The company reiterated its commitment to “destroying in-store returns of damaged goods” and other “unsalable goods” (again, TBD what that entails) before reminding us that it’s also “donated product valued at over $55 million to support low-income families, individuals in need.”
The TikTok, its galvanizing energy, and Coach’s response are all momentum forward for something ostensibly good. We’ve seen time and time again how weaponizing social media to speak up and to organize around social causes can be effective. So I give a lot of kudos to Sacks for thinking creatively about how to approach an issue she’s all-too familiar with in a way that activates people online to care. Coach was pressured to respond and minimally corrected its contradictory practices because of all the bad publicity surrounding them.
But, as Sacks mentioned, companies in the hot seat of social media backlash respond strategically. It’s hard to trust that these changes will...sustain.
“What Coach will do is lay low for a bit,” Sacks said. “And then continue as if nothing has happened. It’s because of the severity of people’s reactions, and people wanting to hold them accountable, that they were forced to issue a statement on one aspect of their policy.”
(As much as Coach is taking the heat for this, Sacks wants to remind us that many, many big fashion brands have similarly controversial policies for their outstanding inventories. You can scroll through her @thetrashwalker TikTok account for a myriad other examples of companies throwing out huge quantities of their products as waste.)
Social media can be a subversive tool for campaigning for social causes — but it’s only a starting point.

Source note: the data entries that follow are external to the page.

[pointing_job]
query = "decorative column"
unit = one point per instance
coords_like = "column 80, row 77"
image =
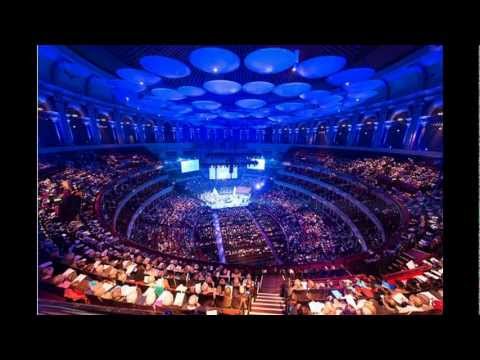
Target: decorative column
column 117, row 127
column 92, row 125
column 66, row 136
column 331, row 134
column 352, row 139
column 179, row 132
column 415, row 127
column 379, row 128
column 309, row 136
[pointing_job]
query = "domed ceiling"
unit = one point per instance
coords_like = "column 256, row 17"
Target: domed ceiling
column 243, row 84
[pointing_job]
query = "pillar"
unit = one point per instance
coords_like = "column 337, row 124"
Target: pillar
column 411, row 137
column 66, row 135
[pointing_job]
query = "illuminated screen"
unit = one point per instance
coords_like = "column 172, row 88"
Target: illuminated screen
column 222, row 172
column 259, row 166
column 211, row 172
column 189, row 166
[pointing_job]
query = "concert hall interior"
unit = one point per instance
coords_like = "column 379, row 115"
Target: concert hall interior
column 240, row 179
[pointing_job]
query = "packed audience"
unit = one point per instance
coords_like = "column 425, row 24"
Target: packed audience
column 162, row 268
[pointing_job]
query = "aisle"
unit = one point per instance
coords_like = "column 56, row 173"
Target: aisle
column 218, row 239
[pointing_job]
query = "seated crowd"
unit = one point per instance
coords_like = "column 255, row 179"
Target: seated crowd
column 368, row 295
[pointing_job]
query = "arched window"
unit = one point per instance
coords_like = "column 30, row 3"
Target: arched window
column 321, row 138
column 48, row 133
column 80, row 133
column 268, row 135
column 432, row 136
column 105, row 128
column 284, row 136
column 366, row 132
column 397, row 130
column 302, row 135
column 186, row 133
column 129, row 130
column 168, row 132
column 149, row 131
column 342, row 133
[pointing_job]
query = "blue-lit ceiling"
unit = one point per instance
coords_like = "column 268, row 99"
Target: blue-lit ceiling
column 231, row 85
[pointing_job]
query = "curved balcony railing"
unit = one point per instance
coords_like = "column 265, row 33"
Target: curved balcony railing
column 326, row 204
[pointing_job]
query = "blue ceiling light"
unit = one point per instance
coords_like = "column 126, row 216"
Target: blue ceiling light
column 307, row 113
column 191, row 91
column 329, row 101
column 361, row 96
column 270, row 60
column 346, row 77
column 250, row 103
column 206, row 105
column 222, row 87
column 360, row 86
column 214, row 60
column 136, row 76
column 289, row 106
column 165, row 66
column 321, row 66
column 315, row 96
column 126, row 85
column 75, row 69
column 258, row 87
column 206, row 116
column 292, row 89
column 231, row 115
column 281, row 118
column 180, row 109
column 167, row 94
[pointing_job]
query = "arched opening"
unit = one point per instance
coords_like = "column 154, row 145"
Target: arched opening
column 342, row 133
column 80, row 133
column 105, row 128
column 211, row 135
column 321, row 136
column 396, row 133
column 243, row 135
column 302, row 135
column 129, row 130
column 432, row 139
column 268, row 135
column 186, row 133
column 150, row 131
column 284, row 136
column 252, row 135
column 219, row 134
column 168, row 132
column 366, row 132
column 48, row 134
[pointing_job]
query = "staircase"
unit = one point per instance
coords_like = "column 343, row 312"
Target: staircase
column 269, row 301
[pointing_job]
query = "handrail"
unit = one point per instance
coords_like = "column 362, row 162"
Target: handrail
column 330, row 206
column 143, row 206
column 131, row 194
column 344, row 195
column 354, row 181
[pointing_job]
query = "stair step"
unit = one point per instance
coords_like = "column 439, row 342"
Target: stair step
column 268, row 309
column 268, row 294
column 262, row 313
column 269, row 301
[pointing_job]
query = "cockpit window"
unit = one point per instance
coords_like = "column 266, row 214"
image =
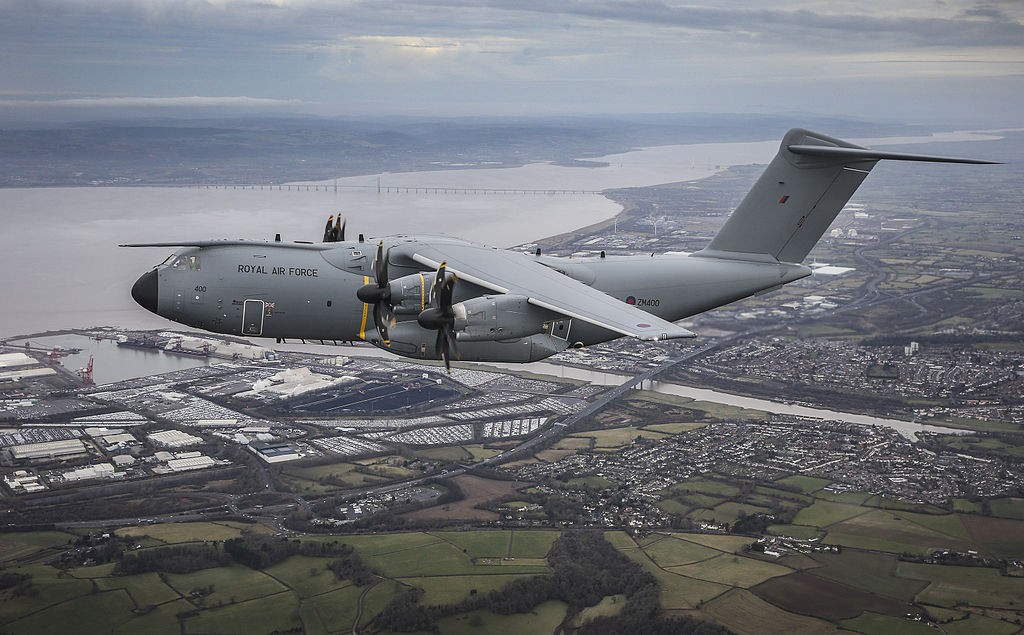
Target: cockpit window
column 183, row 263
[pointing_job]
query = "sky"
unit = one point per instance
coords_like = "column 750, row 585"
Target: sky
column 912, row 60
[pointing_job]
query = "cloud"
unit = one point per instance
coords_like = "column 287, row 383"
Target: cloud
column 193, row 101
column 454, row 55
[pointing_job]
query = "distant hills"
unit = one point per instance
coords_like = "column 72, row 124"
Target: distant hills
column 268, row 151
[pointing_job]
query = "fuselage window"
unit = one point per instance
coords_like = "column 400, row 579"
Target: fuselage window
column 184, row 263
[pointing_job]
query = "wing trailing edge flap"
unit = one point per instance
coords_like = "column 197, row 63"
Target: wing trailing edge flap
column 507, row 271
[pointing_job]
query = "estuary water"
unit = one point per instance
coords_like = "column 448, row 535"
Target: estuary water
column 60, row 266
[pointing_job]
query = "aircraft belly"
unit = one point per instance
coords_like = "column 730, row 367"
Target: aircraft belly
column 291, row 296
column 677, row 287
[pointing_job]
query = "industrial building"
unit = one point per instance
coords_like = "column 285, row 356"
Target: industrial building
column 190, row 463
column 48, row 450
column 173, row 438
column 99, row 470
column 274, row 452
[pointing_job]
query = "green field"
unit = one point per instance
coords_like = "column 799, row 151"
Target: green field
column 23, row 544
column 705, row 485
column 307, row 577
column 52, row 591
column 728, row 544
column 478, row 544
column 608, row 606
column 888, row 531
column 747, row 614
column 951, row 585
column 161, row 621
column 674, row 428
column 733, row 570
column 671, row 552
column 589, row 482
column 531, row 544
column 384, row 543
column 230, row 584
column 332, row 611
column 617, row 437
column 875, row 624
column 800, row 532
column 807, row 484
column 274, row 612
column 144, row 589
column 88, row 614
column 823, row 513
column 171, row 533
column 980, row 624
column 875, row 573
column 544, row 619
column 1008, row 508
column 452, row 589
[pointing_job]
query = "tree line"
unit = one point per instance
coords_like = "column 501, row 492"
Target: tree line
column 586, row 568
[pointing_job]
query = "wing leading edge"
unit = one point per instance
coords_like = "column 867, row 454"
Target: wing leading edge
column 508, row 271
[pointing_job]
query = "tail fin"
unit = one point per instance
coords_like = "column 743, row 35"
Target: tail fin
column 798, row 197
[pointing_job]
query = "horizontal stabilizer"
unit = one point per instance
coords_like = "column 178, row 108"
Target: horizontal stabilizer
column 865, row 154
column 799, row 196
column 233, row 243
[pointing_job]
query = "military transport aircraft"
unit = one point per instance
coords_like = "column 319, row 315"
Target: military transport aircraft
column 438, row 297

“It can’t just be social media; it has to be social media paired with emails and calling,” Sacks advised. “Politicians don’t log comments and shares. It might catch their attention, but they don’t log it the way they log the number of calls and emails. Maybe that will change for politicians, but you need to do both.”
Sacks is right; social media “activism” is a tenuous way to engage because it’s debatable how active it really can be. It’s great for putting pressure on big brands when they care most about their image, but right now it starts and stops there. It’s exciting to me to imagine lawmakers one day being able to quantify social media engagement the way they do logging petitions, calls, and emails. For now, social media is a springboard and a call-to-action for more traditional models of advocacy. When you watch a TikTok or scroll through an educational Instagram slideshow and are compelled to act, it’s as important to then follow through.
And, I’d add, TikTok itself can help with pushing these videos to the top of people’s FYP, instead of, well, perhaps conspiracy videos. I reached out to TikTok about this idea.
Sacks is going to continue posting TikToks as she works with local coalitions in NYC like Save Our Compost and Donate Don’t Dump. They won’t all be hits, but she said she’s definitely felt reinvigorated by how successful her last TikTok was. She also hopes people who work for these fashion companies can use social media to be more transparent about what’s going on internally.
“One day it could be powerful to see more people who work for these corporations sharing behind-the-scenes of what’s required to do their jobs,” she said. “People message me footage, it’s powerful to see, but it’s also very risky.”
I don’t think I need to reiterate to subscribers of this newsletter how both empowering and precarious social media is for sounding an alarm on a company that projects an image or standard it can’t live up to.
When that alarm is ringing, I hope we’re paying attention.